Катриона Келли
© Catriona Kelly
Язык и власть: постановка проблемыВ знаменитой статье «Политика и английский язык» (1946) Джордж Оруэлл соотнес вопросы свободы слова с вопросами стилистики. Писать туманно и невнятно, как он считал, служило способом скрыть истинное значение вещей от слушателей и, соответственно, было и формой политической манипуляции, «промывания мозгов»:
Когда видишь на трибуне усталого болтуна, механически повторяющего привычные фразы: звериный оскал, железная пята, кровавая тирания, свободные народы мира, встать плечом к плечу, – возникает странное ощущение, что смотришь не на живого человека, а на манекен, и это ощущение обостряется, если свет падает на очки оратора так, что они превращаются в пустые белые диски, за которыми как будто нет глаз.

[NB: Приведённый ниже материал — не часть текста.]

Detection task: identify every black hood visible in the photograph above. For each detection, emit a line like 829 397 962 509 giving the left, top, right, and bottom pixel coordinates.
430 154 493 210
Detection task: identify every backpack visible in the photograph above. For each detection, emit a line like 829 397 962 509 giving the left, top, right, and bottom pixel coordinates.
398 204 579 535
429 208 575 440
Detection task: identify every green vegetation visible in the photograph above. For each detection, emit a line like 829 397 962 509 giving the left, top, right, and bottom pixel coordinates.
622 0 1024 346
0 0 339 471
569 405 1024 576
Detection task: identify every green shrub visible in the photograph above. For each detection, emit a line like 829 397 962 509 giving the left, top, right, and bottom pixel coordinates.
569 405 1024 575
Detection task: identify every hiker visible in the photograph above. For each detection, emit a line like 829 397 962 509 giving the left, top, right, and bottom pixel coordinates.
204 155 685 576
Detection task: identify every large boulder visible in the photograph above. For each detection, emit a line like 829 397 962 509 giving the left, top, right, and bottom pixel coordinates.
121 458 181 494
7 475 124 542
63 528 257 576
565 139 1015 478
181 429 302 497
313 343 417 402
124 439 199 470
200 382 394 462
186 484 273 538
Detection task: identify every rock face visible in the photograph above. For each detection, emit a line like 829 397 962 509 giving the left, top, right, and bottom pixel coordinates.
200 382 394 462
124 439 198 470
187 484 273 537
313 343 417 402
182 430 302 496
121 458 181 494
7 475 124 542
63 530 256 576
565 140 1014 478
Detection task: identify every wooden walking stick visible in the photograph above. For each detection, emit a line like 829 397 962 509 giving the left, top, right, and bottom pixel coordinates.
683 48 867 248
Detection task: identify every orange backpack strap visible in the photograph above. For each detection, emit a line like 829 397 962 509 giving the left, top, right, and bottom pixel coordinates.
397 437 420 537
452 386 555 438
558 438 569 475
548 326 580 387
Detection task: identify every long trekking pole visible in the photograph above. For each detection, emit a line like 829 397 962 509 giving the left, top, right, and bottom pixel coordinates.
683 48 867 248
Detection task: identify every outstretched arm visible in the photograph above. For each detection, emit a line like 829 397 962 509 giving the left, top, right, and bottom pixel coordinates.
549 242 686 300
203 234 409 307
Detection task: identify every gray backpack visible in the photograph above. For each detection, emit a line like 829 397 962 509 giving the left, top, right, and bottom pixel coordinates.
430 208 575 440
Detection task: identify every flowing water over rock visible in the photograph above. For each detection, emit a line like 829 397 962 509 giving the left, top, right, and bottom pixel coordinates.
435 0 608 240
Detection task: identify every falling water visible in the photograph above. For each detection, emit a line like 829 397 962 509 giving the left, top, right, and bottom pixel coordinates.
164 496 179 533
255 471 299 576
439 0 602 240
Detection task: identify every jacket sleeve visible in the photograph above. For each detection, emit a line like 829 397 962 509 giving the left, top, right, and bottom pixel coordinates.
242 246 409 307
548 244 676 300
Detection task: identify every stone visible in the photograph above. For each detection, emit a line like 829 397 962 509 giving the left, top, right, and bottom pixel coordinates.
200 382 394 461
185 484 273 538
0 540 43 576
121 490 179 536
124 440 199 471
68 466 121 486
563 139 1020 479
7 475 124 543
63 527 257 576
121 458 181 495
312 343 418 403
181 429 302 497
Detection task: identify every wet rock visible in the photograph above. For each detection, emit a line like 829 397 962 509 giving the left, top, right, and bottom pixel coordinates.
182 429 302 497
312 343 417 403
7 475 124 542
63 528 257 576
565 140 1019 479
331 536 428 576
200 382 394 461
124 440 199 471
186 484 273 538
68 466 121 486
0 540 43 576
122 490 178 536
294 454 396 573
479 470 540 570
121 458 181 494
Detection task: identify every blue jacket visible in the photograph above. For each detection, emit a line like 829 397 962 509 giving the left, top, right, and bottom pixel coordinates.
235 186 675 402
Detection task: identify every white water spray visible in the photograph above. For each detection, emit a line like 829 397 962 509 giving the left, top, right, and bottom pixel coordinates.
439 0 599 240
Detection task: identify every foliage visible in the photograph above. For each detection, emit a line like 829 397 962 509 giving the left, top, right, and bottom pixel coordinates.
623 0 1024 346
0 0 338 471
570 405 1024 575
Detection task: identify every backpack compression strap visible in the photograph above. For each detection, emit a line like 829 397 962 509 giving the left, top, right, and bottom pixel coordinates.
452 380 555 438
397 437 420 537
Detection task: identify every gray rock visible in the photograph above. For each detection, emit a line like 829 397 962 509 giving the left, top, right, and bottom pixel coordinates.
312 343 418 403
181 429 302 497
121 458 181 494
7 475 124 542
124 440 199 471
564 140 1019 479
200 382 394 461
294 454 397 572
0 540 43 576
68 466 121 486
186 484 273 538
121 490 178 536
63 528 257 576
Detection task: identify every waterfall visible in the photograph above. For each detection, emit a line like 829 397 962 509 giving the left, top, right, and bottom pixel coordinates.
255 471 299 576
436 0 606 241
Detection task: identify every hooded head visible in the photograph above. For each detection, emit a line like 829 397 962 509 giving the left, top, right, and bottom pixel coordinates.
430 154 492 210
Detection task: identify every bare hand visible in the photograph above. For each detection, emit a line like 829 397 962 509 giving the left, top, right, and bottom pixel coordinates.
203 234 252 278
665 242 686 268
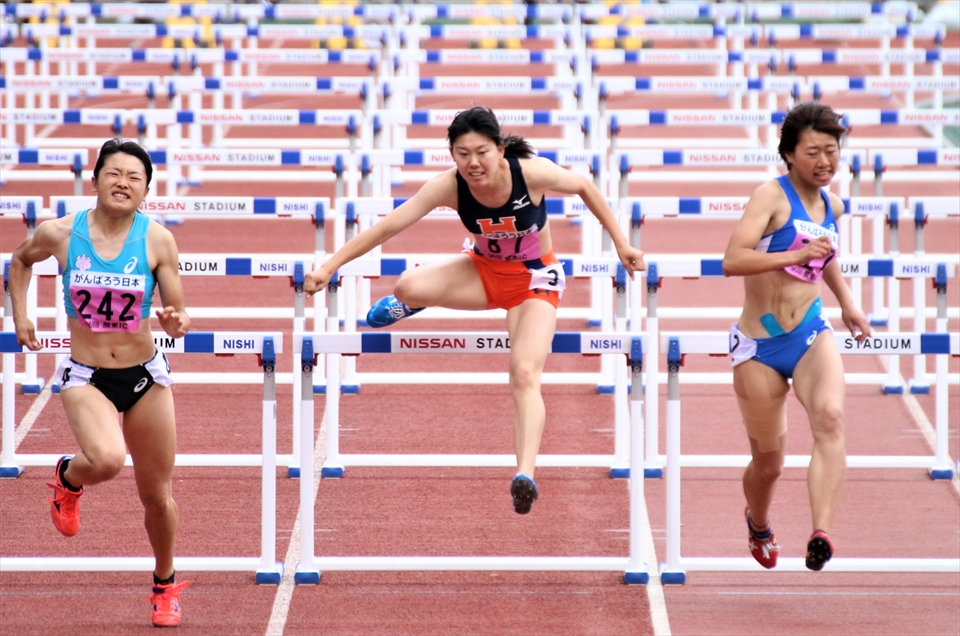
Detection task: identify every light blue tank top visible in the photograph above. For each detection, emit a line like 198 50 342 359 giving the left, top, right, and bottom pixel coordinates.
63 210 156 320
757 175 840 283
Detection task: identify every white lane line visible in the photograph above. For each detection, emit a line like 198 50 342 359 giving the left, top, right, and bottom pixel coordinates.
13 382 53 450
716 591 957 598
642 506 671 636
266 408 327 636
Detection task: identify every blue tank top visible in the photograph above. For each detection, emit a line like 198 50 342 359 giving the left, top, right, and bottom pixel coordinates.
757 175 840 283
63 210 156 332
456 157 547 262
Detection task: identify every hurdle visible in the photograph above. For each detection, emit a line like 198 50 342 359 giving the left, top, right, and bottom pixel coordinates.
0 148 87 199
294 328 649 585
630 255 960 477
0 108 363 153
372 109 596 159
0 196 52 393
0 331 283 585
907 197 960 394
660 332 960 584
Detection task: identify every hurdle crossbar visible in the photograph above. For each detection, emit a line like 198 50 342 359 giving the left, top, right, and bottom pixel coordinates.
294 330 649 584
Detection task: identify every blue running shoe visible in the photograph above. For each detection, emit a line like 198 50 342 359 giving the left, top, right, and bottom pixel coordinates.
367 296 424 328
510 473 540 515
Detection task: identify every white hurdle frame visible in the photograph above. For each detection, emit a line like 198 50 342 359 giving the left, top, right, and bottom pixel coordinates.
0 330 283 585
660 332 960 584
907 197 960 395
294 322 649 585
318 259 641 478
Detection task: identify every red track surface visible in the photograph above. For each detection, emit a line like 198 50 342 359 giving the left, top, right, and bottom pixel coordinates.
0 28 960 635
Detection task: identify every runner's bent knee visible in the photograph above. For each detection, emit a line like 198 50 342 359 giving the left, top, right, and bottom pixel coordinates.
810 403 844 440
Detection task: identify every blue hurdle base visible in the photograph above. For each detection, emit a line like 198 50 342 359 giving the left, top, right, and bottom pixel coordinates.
20 378 46 395
597 384 633 395
256 563 283 585
0 466 23 479
313 384 360 395
293 571 320 585
660 563 687 585
623 572 650 585
907 380 930 395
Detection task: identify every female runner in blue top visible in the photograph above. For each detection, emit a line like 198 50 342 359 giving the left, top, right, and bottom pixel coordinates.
10 139 190 627
304 107 645 514
723 102 870 570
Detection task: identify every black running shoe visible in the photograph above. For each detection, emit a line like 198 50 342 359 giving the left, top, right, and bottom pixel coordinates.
807 530 833 572
510 473 540 515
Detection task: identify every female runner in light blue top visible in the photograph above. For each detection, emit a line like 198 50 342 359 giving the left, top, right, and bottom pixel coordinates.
10 140 190 627
723 102 870 570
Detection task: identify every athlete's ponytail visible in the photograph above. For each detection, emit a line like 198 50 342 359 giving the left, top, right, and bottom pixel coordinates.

Как заключил Оруэлл, «если мысль уродует язык, то язык тоже может уродовать мысль». Такого рода проблемы были характерны, по его убеждению, не только для английского языка: «Я полагаю – это догадка, которую мне подтвердить нечем, – что немецкий, русский и итальянский языки испортились за последние десять-пятнадцать лет из-за диктатуры [Оруэлл 2003; курсив оригинала].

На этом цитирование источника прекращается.